The way it works, Shear describes, is for a therapist to work with the bereaved over a 16-week period to help them come to terms with their loss and restore their ability to thrive. They strive to learn to accept grief as a natural and lasting response, to find ways to deal with the emotions of grief, to begin to see promise in the future, to strengthen their relationships, to tell a story of death, to gain a level of comfort in living with reminders of their loss and connecting with memories of the deceased.
Shear conducted a study that looked at about 150 grieving older people receiving psychotherapy for depression compared to personalized grief treatment. The study showed that both treatments helped, but people who received personalized grief treatment were more than twice as likely to experience improvement in their grief.
Some people find help through bereavement support groups where they meet other people facing similar grief issues. These groups are usually available at community centers or local churches. Mindfulness and meditation exercises can also be helpful, and self-care practices such as nutritious eating, adequate rest, exercise and socializing are recommended, Prigerson says.
“We find that those who use daily journaling have significant reductions in the intensity of their symptoms in a short period of time,” says Prigerson.

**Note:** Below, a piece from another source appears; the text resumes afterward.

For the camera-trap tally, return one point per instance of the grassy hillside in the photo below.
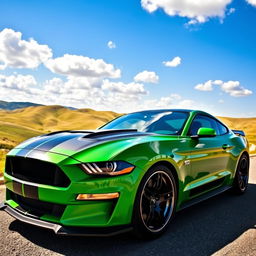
(248, 125)
(21, 124)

Antidepressants are often used in the management of prolonged grief disorder, but only a few studies have tested their effectiveness. One study divided nearly 400 bereaved adults into four groups: those receiving the antidepressant citalopram alone, placebo alone, complicated grief treatment with citalopram, and complicated grief treatment plus placebo. At the end of the study, the researchers showed that citalopram did not improve the response rate to treatment for complicated grief.
A follow-up article to this study looked at 58 people who lost someone to suicide. Patients were treated with citalopram plus complicated grief support compared to those treated with placebo with simple grief support or complicated grief support. The study showed that adding the antidepressant to complicated grief support provided no additional benefit over placebo and grief support.
“These studies show that treating complicated grief is the optimal therapy for prolonged grief and that the addition of citalopram only helps co-occurring symptoms of depression,” Shear says.